As evidenced in the entries in this series, the Talbot women are headstrong, independent and determined to achieve whatever goals they set. Their mother gave up her career to raise a family and subliminally instilled in them a strong fervor to be successful. Like her sisters in previous stories, Whitney is determined not to let a man stand in the way of what she wants or thinks she wants.

Whitney is a kindergarten teacher.  She harshly judges her men by the “Man Menu” - a guide for the perfect mate developed with her close-knit group of friends in college. Her friends have dismissed the "Men Menu", but Whitney is steadfast that it's the key to her relationship happiness. When she runs into Lane Martin, literally, she assesses his "Man Menu" worthiness and deems him "aite".

Lane is unabashedly a blue-collar laborer who causes Whitney to question her wants and needs. Degreed in Computer Science, Lane elects to avoid the corporate rat race and earns a very comfortable living as a cement truck driver.  He is divorced with a son, possesses a mistrust of relationships and lugs around a guilt trip he has nursed since his college days.

Determined not to appear at her brother’s wedding reception at the family's Bahamas resort solo, Whitney invites Lane hoping this truck driver will not disappoint. What the hay, its only for a few days and then afterwards they can amicably part ways … or will it be that easy?

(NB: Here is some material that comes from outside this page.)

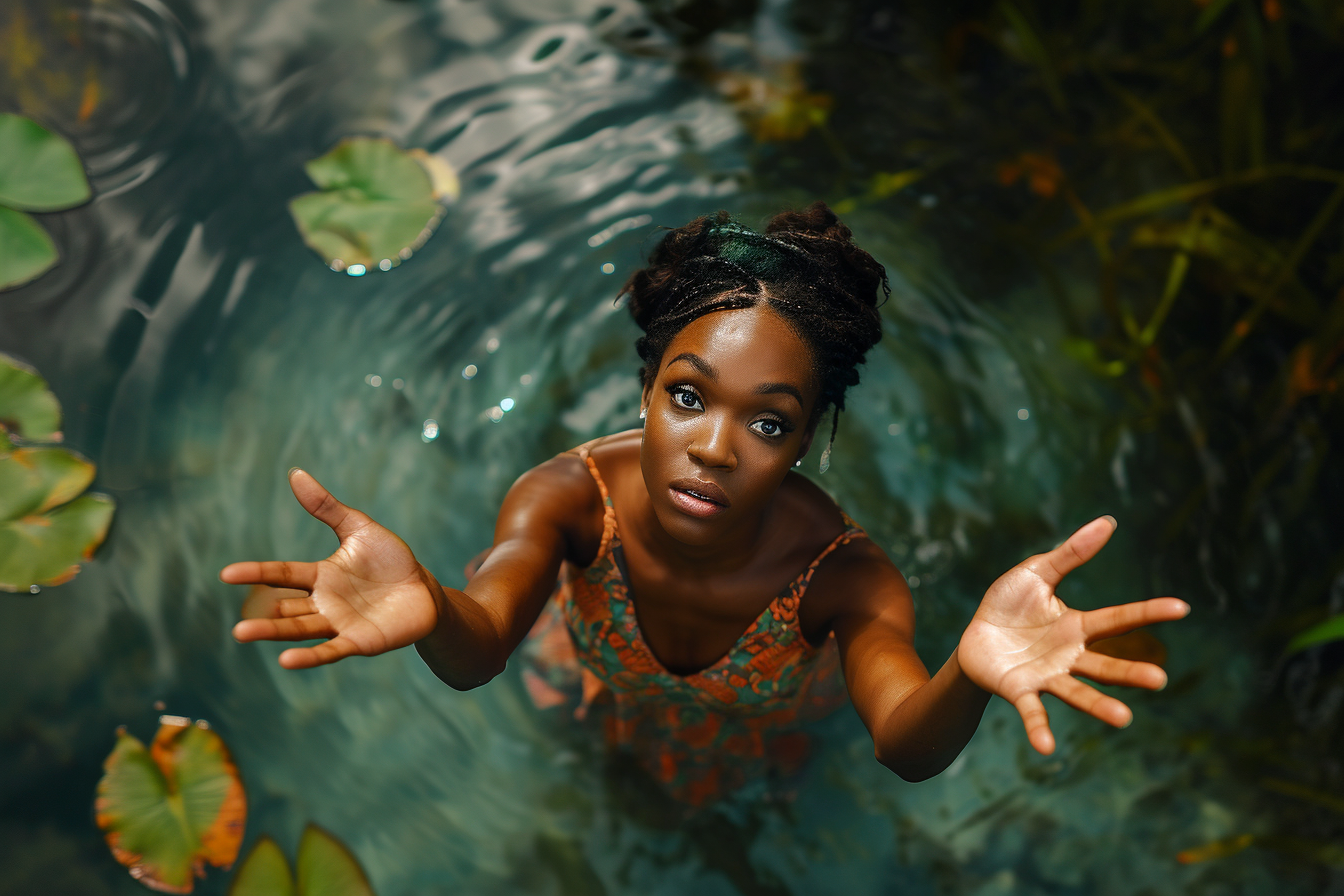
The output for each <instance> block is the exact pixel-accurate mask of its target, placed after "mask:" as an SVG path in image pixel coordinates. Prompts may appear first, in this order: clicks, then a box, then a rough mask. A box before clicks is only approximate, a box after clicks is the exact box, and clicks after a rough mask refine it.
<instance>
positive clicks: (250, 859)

THE UNEXPECTED AFFAIR is primarily set in Dallas, Texas with revealing trips to the Bahamas and St. Louis, Lane's hometown. This novel affords the reader a chance to catch up on the antics of the expanding Talbot clan. Other characters impacting this story include Lane's family and Whitney's college friends.  Lane and Whitney's families are vastly different, but each treasure a deep respect and love for family.

I highly recommend this novel.  Lane and Whitney, as a couple and individually, undergo transformations that can best be summed up by this statement from Lane's mother, "It's funny how we always seem to find what we're not looking for." Richardson's easy writing style is engaging and keeps the story moving at a good pace. With two single Talbots remaining, I am anxious to learn which will be domesticated next.